単行本未収録の傑作「儀式」「砂漠の十字架」を含むスポーツ作品の精髄12篇を一冊に。作品毎に自筆の解説付き。巻末で書下しを連載


 小社80周年記念出版の『沢木耕太郎ノンフィクション』がいよいよスタートします。これは、沢木さんの多彩な作品群の中から選りすぐった傑作に新たに書下ろす長篇を加えてジャンル別の全九巻に編んだ作品集成で、今月の配本はその第一巻。氏のスポーツものの処女作「儀式」、モハメッド・アリの最後の世界タイトル・マッチを描いた「砂漠の十字架」などの単行本未収録作品を含め、スポーツ・ノンフィクションに新たな地平を切り拓いた名品ばかり十二篇が顔を揃えています。全作品に添えた自筆解説、書下ろしの巻末連載作品も見逃せません。(FT)

「儀式」
についてのノート

一九七一年秋に行われた「日米対抗ゴルフ」とそこにおける「ジャンボ尾崎」を描いたこの作品は、一九七二年の「調査情報」一月号に掲載された。
この「儀式」という作品は、出来のよしあしは別にして、私にとって大きな意味を持つものだったが、これまでどの作品集にも収めたことがなかった。
それは、のちに『若き実力者たち』のひとりとして尾崎将司を描いた際、かなりの部分を取り入れることになったからだ。
しかし、一九九五年十一月、「ナンバー」が「二十代が描いた二十代」という主題のもとに別冊を出すことになって、再収録することに同意した。
二十代が描く二十代ということでいえば、間違いなくこの「儀武」も二十代のライターが書いた二十代のアスリートについての作品だったからだ。
実際に取材したのは一九七一年の十月から十一月にかけてであり、私が二十四歳の誕生日を迎える直前の十一月の半ばに脱稿した。
ということは、このとき尾崎はすでに二十四歳になっていたが、私はまだ二十三歳だったということになる。
同じ昭和二十二年生まれだが、彼は一学年上の早生まれだったからだ。
そんなことは正確に書けばいいことなのに、文中では《この時がはじめてである、尾崎もぼくと同じ二十四歳の若者であることが実感できたのは》とある。
そのときの私には、自分と彼とは同じ年齢なのだという意識が、書くうえでの強い支えになっていたのだろう。
担当の編集者は「調査情報」の今井明夫、宮川史朗、太田欣三の三氏。とりわけ太田民は、編集部の小部屋に泊まり込み徹夜で原稿を書く私に、黙って幾晩も付き合ってくれた。

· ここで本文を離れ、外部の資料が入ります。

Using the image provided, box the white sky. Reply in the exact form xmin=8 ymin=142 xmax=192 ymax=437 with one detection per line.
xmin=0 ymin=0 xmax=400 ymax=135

昭和四十三年一月三十一日、スポーツ新聞の一隅に、たった二行のこんな記事が載っていたのを、誰が注意して読んだことだろう。
「◇パ・リーグ公示
▽任意引退”西鉄・尾崎正司」

これこそ、三十九年春の選抜高校野球で優勝投手となり、数千万円の契約金という大きな鳴り物入りで西鉄に入団した尾崎正司の、野球生活における最後の報道だったのである。
それから、確実に四年が過ぎようとしている。
しかし、この四年の間に、任意引退“西鉄・尾崎正司は、将司と改名してゴルフ界のジャンボ尾崎に変貌したのであった。
野球界を去った尾崎が、以後どのような生活をしてきたのか。
それは、いわば書かれなかった「もうひとつの『巨人の星」物語」である。
あるいはこう言い換えてもよい。
ジャンボ尾崎について語ることは、もうひとりの星飛雄馬の「それから」について語ることだ、と。
「少年マガジン」に長いあいだ連載されてきた『巨人の星』が終ったのは、昭和四十六年のことである。
主人公の星飛雄馬は、大リーグボール三号という魔球を駆使することで「巨人の星」を掴みかけるが、逆に自らの左腕を破滅に導くことになる。